Side effects. Infliximab is generally well tolerated. A small number of patients may develop headache, rash, minor upper respiratory tract infections or infusion-related reactions. For the nearly 600 patients treated thus far, there has been no increased risk of serious infections, malignancies or death when compared to the control populations and historic controls (such as the NIH SEER cancer database). The impact of infliximab in patients with established neoplasia is unknown. Although some drug study patients have received infliximab for over two years, the long-term consequences of chronic TNF-inhibition with infliximab are not known.
"Infusion reactions" were more common in early trials (without MTX) when compared with more recent trials conducted in patients on background MTX therapy. Findings of pruritis, rash, urticaria, nausea, headache, flushing, sweating, tachycardia, and dyspnea have been reported, but serious bronchospasm, hypotension, hemodynamic instability and anaphylaxis have not been seen in RA patients on MTX and are rare in the Crohn's population where infusions are only given intermittently during active disease and often without background immunosuppression. Most infusion reactions can be managed by slowing the rate of infusion and employing symptomatic therapies with the initial reaction and as pretreatment for subsequent infusions. It is postulated that infusion reactions may be related to the development of human anti-chimeric antibodies (HACA) seen in fewer than 10% of patients. Infusion reactions are quite uncommon in patients receiving concomitant MTX (possibly by suppressing HACA formation), may occur at any time, do not increase in frequency over time and are not associated with reduced efficacy.
There is a 9% incidence of anti-dsDNA antibodies, and for most these do not appear to be pathogenic and other autoantibodies have not been reported. Three patients have developed a drug-induced lupus-like illness (migratory arthritis, pleuropericarditis, malar rash) while on drug.

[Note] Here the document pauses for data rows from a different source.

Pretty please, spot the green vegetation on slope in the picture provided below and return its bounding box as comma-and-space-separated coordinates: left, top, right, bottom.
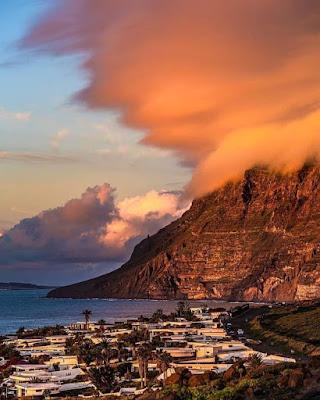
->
249, 303, 320, 355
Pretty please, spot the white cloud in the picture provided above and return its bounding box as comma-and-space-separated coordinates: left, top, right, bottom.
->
50, 129, 70, 150
0, 107, 32, 122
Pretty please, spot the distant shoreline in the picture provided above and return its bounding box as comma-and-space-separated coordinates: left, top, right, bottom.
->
0, 282, 56, 291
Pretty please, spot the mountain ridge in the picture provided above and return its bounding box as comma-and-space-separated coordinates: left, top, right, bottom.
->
48, 165, 320, 301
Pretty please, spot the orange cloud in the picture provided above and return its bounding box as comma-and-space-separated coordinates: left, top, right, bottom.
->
23, 0, 320, 195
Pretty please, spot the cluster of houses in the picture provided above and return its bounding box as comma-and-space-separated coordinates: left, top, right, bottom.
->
0, 307, 295, 398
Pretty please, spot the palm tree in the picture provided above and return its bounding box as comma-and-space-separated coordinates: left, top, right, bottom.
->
156, 351, 172, 386
137, 343, 152, 388
249, 353, 262, 369
82, 309, 92, 330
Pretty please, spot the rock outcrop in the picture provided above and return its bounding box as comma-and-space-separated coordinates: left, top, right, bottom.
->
49, 165, 320, 301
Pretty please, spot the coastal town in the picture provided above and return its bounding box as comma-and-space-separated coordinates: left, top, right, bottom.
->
0, 301, 302, 399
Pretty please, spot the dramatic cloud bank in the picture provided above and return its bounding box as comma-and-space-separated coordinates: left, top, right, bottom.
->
0, 184, 183, 266
22, 0, 320, 195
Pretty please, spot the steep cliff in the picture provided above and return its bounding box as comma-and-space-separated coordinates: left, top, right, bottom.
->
49, 166, 320, 301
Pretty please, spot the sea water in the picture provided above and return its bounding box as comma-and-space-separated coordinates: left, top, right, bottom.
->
0, 289, 241, 335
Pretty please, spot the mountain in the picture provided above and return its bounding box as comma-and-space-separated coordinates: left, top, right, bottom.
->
49, 165, 320, 301
0, 282, 54, 290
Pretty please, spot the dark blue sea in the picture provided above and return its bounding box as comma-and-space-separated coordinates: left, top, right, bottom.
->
0, 289, 240, 334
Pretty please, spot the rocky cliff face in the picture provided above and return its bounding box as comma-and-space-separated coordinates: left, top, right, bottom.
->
49, 166, 320, 301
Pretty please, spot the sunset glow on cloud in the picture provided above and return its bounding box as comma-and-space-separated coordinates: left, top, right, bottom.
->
0, 183, 187, 265
22, 0, 320, 195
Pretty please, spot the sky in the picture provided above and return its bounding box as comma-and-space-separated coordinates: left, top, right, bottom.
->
0, 0, 320, 284
0, 0, 190, 284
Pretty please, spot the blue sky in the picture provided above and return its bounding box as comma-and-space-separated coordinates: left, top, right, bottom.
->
0, 0, 189, 230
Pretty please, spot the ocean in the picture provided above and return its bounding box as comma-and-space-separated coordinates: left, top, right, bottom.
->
0, 289, 238, 335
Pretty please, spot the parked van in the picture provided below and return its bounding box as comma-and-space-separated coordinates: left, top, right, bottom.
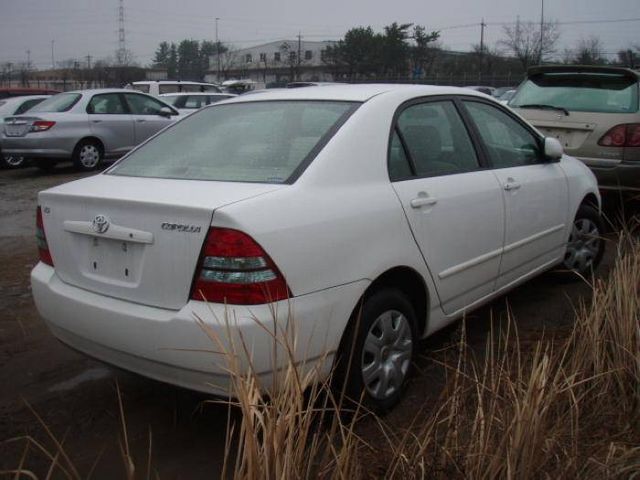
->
124, 80, 222, 97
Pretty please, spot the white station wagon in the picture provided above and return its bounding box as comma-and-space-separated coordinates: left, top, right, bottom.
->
31, 85, 604, 409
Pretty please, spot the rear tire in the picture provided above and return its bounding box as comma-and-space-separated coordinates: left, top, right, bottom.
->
561, 204, 604, 279
333, 288, 418, 413
73, 140, 104, 172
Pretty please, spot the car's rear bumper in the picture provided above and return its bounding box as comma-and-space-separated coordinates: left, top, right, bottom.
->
2, 133, 74, 158
31, 263, 367, 395
578, 157, 640, 192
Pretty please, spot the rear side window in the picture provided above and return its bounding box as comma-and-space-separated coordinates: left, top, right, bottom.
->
464, 101, 541, 168
108, 101, 357, 183
87, 93, 128, 115
396, 101, 480, 178
29, 93, 82, 113
509, 73, 638, 113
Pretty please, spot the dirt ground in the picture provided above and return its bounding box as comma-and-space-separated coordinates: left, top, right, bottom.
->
0, 168, 632, 479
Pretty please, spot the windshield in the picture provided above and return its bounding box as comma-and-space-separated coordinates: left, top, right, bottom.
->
509, 73, 638, 113
29, 93, 82, 113
108, 101, 357, 183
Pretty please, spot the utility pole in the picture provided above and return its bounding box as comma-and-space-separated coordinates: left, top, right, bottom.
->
216, 17, 220, 83
296, 32, 302, 80
538, 0, 544, 64
116, 0, 127, 66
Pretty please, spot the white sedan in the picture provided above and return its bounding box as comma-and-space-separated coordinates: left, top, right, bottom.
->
31, 85, 604, 409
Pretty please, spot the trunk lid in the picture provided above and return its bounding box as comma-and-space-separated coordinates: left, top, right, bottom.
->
38, 174, 284, 310
513, 107, 638, 166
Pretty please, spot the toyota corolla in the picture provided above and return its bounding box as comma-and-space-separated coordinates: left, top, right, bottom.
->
31, 85, 603, 409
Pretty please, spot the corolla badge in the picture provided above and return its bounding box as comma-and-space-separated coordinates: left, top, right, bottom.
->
91, 215, 110, 233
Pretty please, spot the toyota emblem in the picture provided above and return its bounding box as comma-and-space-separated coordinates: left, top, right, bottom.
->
92, 215, 109, 233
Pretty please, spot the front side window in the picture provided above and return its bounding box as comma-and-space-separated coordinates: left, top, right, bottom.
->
464, 101, 541, 168
87, 93, 128, 115
124, 93, 166, 115
509, 73, 638, 113
29, 93, 82, 113
390, 101, 480, 177
108, 101, 357, 183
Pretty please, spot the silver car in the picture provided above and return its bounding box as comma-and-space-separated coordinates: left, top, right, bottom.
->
1, 89, 180, 170
0, 95, 51, 168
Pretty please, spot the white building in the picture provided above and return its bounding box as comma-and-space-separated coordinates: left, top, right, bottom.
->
205, 40, 336, 84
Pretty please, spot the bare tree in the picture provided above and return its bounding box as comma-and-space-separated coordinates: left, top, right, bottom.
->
498, 20, 560, 69
571, 36, 606, 65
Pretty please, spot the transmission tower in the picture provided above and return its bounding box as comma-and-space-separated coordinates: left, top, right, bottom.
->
116, 0, 127, 65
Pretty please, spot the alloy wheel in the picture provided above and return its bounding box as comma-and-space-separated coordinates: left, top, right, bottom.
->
361, 310, 413, 400
564, 218, 602, 272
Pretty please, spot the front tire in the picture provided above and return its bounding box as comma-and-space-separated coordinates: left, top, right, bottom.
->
334, 288, 418, 413
562, 205, 604, 277
73, 140, 104, 172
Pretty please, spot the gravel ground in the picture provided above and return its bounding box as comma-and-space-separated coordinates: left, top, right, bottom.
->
0, 164, 632, 479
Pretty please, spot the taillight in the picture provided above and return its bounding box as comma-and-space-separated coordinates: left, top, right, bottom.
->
36, 206, 53, 267
191, 227, 291, 305
598, 123, 640, 147
29, 120, 56, 132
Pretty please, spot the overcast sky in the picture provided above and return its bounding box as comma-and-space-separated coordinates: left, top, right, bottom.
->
0, 0, 640, 69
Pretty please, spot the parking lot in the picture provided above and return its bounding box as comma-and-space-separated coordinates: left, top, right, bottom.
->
0, 167, 628, 478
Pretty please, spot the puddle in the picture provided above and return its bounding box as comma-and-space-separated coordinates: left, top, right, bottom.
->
49, 368, 112, 392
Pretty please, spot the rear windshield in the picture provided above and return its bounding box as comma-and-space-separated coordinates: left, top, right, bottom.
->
509, 73, 638, 113
108, 101, 357, 183
29, 93, 82, 113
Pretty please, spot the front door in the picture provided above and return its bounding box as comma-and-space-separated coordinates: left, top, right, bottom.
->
389, 100, 504, 314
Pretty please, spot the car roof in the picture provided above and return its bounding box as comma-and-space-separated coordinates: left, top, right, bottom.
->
64, 88, 155, 95
159, 90, 237, 97
527, 65, 640, 79
220, 84, 486, 103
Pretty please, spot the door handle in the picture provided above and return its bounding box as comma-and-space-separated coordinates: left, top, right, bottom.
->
409, 192, 438, 208
502, 178, 520, 192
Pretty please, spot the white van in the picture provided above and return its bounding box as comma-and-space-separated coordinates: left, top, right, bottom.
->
124, 80, 222, 97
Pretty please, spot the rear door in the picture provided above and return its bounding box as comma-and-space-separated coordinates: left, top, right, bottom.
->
124, 93, 177, 144
463, 100, 569, 288
389, 100, 504, 314
87, 93, 135, 155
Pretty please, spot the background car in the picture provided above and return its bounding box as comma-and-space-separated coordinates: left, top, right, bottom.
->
2, 89, 180, 170
31, 85, 604, 410
0, 95, 50, 168
159, 93, 237, 114
0, 87, 60, 99
509, 66, 640, 192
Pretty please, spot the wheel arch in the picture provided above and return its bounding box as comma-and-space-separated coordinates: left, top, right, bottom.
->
73, 135, 105, 155
341, 265, 430, 343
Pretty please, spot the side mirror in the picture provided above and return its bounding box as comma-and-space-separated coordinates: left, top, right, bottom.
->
544, 137, 564, 162
158, 107, 176, 118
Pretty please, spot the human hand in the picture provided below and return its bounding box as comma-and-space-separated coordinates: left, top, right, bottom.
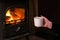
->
41, 16, 52, 29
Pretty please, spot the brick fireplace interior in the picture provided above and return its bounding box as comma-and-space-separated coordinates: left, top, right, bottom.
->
0, 0, 33, 40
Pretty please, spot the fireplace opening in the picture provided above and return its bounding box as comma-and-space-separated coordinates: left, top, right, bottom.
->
4, 7, 29, 38
5, 8, 25, 24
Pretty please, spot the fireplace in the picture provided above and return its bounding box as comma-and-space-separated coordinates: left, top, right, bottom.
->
0, 0, 29, 39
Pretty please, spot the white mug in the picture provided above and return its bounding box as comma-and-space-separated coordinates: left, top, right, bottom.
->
34, 17, 43, 27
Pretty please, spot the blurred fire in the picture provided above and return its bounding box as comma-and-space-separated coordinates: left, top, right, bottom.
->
6, 8, 25, 24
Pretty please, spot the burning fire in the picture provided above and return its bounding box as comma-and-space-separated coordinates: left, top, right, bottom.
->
6, 8, 25, 24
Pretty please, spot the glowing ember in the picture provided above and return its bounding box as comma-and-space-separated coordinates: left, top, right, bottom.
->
6, 8, 25, 24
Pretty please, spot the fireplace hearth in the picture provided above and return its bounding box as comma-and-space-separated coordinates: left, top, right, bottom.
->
0, 0, 29, 40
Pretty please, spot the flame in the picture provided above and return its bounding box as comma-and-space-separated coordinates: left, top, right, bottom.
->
6, 8, 25, 22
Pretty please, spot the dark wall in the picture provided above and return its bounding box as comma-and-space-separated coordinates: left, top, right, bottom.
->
38, 0, 60, 24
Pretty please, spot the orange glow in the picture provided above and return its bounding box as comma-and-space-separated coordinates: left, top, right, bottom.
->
6, 8, 25, 24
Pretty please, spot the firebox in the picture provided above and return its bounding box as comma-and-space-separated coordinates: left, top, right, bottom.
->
0, 0, 29, 39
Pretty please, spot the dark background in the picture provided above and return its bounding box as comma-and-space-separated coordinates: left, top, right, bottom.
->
38, 0, 60, 24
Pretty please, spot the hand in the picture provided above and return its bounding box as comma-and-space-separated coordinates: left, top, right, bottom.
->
41, 16, 52, 29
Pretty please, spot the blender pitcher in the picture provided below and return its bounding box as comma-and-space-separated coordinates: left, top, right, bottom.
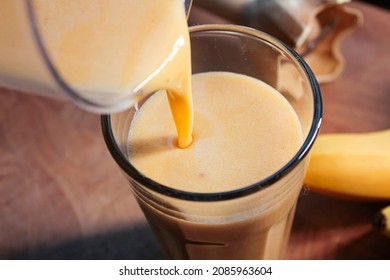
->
0, 0, 191, 113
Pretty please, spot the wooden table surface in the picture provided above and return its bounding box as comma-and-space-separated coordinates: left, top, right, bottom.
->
0, 2, 390, 259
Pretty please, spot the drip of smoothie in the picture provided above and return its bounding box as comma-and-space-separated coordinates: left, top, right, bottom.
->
128, 72, 303, 193
0, 0, 193, 144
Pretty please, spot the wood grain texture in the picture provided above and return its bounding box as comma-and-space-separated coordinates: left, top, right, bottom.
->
0, 2, 390, 259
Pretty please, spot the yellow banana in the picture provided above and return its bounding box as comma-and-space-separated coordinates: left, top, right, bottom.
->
305, 129, 390, 200
374, 205, 390, 237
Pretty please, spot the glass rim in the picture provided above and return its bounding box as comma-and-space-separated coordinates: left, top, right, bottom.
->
101, 24, 322, 201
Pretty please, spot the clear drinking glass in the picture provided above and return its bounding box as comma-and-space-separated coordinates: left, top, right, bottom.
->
102, 25, 322, 259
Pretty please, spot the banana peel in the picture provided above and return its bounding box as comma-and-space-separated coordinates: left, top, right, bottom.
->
373, 205, 390, 237
305, 129, 390, 201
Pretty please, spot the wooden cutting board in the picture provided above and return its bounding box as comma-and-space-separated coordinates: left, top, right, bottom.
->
0, 2, 390, 259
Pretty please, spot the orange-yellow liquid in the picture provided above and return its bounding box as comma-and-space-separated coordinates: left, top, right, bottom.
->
129, 72, 302, 192
0, 0, 193, 144
128, 72, 303, 259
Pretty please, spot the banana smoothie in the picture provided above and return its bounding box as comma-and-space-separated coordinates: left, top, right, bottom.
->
128, 72, 303, 259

Costs. The average wholesale price of infliximab is roughly $611 per 100 mg vial. The average purchase price is $482 per vial, or $964 per infusion for an average patient. Infusion costs vary widely and are at the discretion of the clinic or infusion site.
February 29, 2000
John J. Cush, MD*, and Robert Spiera, MD
Hotline editors
*Dr. Cush is on the speakers bureau for Centocor, Inc.
Hotline is provided by the ACR Communications and Marketing Committee as a service to members. This Hotline reflects the views of the author(s) and does not represent a position statement of the College.